Он, словно клещами, ухватил меня сзади за шею, подвел таким образом к табуретке, наклонил, и через несколько секунд я уже лежал на ней животом, как пришпиленная букашка в гербарии: голова, руки и ноги свисали вниз, и на голову закинуто пальто, собранное гармошкой.

— Вот так! — удовлетворенно сказал мой мучитель. — Положение отличное! Теперь будем вводить пилюли. Лежи и не двигайся, а как только вспомнишь своих паразитов — говори скорее, чтобы я лишнего не переборщил. Ну, начали!..

Первый же удар резиновой дубинки был настолько ощутительным, что мне показалось — он разрубил мое тело вдоль на две половинки, которые начали вдруг расползаться в разные стороны. Неподвижными оставались только мозги, которые, действительно, прояснились. Перед моим внутренним взором, как в калейдоскопе, промелькнули лица партизан и остановился четкий кадр с раненым дядей Колей, когда он лежал в пустой школе и тихонько напевал «Священную войну». Я даже отчетливо вспомнил слова этой песни.

Фашисты, представленные лежащими в крепко сколоченных гробах, казалось, принесли облегчение моему страданию. Мозги острым гвоздем уколола мысль: «Выдержать!.. Во что бы то ни стало выдержать!»

Второй удар резиновой дубинки оказался еще более мучительным. Он вначале соединил две половинки моего разрубленного тела, передернул их конвульсиями, потом снова отбросил в разные стороны. Все равно выдержу! «За свет и мир боремся, они — за царство тьмы…» — мысленно повторял я «Священную войну» речитативом.

А третий удар произвел чудо: обе половинки моего тела снова соединились, и на них появились глаза. Да, да, глаза. Никто сейчас, конечно, не поверит мне, что сзади, чуть ниже поясницы от сильной боли у меня появились глаза, которыми я прекрасно видел все, что творится позади.
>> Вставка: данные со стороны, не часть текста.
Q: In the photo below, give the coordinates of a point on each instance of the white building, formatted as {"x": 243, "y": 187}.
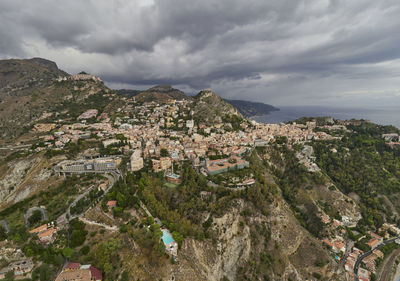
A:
{"x": 190, "y": 124}
{"x": 136, "y": 160}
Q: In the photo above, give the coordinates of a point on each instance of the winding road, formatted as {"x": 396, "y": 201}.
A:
{"x": 366, "y": 254}
{"x": 112, "y": 176}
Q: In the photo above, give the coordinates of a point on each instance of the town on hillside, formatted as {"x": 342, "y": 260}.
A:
{"x": 160, "y": 137}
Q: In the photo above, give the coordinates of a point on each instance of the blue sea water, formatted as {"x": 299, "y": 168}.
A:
{"x": 382, "y": 115}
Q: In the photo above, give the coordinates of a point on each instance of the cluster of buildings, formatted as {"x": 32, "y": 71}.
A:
{"x": 214, "y": 167}
{"x": 79, "y": 77}
{"x": 96, "y": 165}
{"x": 46, "y": 233}
{"x": 345, "y": 251}
{"x": 167, "y": 133}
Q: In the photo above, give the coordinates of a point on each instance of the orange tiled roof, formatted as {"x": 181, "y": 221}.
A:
{"x": 48, "y": 232}
{"x": 39, "y": 229}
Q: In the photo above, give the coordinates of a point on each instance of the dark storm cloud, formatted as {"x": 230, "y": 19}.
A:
{"x": 310, "y": 51}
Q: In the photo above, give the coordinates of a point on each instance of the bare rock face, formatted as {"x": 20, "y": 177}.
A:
{"x": 15, "y": 175}
{"x": 214, "y": 262}
{"x": 23, "y": 177}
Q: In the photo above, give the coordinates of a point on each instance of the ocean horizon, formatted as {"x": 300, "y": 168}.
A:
{"x": 381, "y": 115}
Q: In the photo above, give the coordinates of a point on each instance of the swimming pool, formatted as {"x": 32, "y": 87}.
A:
{"x": 167, "y": 238}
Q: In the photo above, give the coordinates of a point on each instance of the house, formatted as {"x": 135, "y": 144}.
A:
{"x": 46, "y": 232}
{"x": 48, "y": 235}
{"x": 376, "y": 236}
{"x": 171, "y": 247}
{"x": 174, "y": 178}
{"x": 75, "y": 271}
{"x": 91, "y": 113}
{"x": 373, "y": 243}
{"x": 136, "y": 160}
{"x": 19, "y": 268}
{"x": 112, "y": 204}
{"x": 218, "y": 166}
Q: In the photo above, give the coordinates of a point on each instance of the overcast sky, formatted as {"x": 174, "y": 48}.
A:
{"x": 311, "y": 52}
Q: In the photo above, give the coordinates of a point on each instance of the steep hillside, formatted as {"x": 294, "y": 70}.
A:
{"x": 21, "y": 77}
{"x": 250, "y": 109}
{"x": 31, "y": 93}
{"x": 161, "y": 94}
{"x": 209, "y": 108}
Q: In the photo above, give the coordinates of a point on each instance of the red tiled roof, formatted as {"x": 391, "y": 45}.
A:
{"x": 112, "y": 203}
{"x": 96, "y": 273}
{"x": 73, "y": 265}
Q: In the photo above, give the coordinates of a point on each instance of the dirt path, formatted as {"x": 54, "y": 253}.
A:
{"x": 388, "y": 266}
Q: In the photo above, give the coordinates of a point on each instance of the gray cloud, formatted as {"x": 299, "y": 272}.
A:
{"x": 277, "y": 51}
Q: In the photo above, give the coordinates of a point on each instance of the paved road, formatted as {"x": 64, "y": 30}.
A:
{"x": 387, "y": 269}
{"x": 5, "y": 226}
{"x": 28, "y": 214}
{"x": 349, "y": 246}
{"x": 17, "y": 147}
{"x": 366, "y": 254}
{"x": 111, "y": 176}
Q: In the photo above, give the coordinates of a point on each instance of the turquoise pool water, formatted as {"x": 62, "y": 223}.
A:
{"x": 167, "y": 239}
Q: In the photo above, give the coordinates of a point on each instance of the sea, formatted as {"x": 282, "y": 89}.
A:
{"x": 381, "y": 115}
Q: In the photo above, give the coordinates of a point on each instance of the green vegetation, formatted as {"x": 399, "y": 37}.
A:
{"x": 365, "y": 165}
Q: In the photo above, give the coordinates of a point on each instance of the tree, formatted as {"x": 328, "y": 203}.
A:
{"x": 3, "y": 234}
{"x": 164, "y": 152}
{"x": 35, "y": 217}
{"x": 68, "y": 252}
{"x": 124, "y": 276}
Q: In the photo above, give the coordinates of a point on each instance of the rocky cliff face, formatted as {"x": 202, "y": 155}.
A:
{"x": 21, "y": 178}
{"x": 233, "y": 252}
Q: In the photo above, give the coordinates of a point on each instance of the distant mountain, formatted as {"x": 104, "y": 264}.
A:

Не верите, конечно, но я точно знаю, что они у меня, появились. Ведь говорят же, что от страха человеческое сердце может уйти в пятки. Так почему же от того же страха и боли у человека не могут переместиться глаза на заднее место, где они нужнее, чем спереди? Я совершенно четко увидел возбужденную физиономию палача с косым пробором на голове и куцую резиновую дубинку в его руке, которая с размеренной на секунды методичностью то поднималась, то опускалась. Вот она снова взлетела вверх, немного задержалась там и уже падает вниз. Падает стремительно, как меч, рассекая воздух, но для меня каждая доля секунды ее движения растягивается в томительные минуты, приближавшие невыносимую боль. Я сжимаюсь в комочек, перестаю дышать и… жду. Ах, как невыносимо это ожидание! Как страшно! Не сам удар, а именно это зримое ожидание его, когда «задние глаза» видят каждый миллиметр приближения к моему телу орудия пытки. Кажется, больше уже невозможно выдержать, я готов закричать, но только раскрываю рот — мощный удар рубит мой крик, убивая его наповал. Голова бьется о ножку табуретки: «Выдержать!» И тут же из каких-то глубин детской души снова поднимается и тоненьким голоском звучит волшебная песня о священной войне. Она как бы противоядие против «пилюль» палача.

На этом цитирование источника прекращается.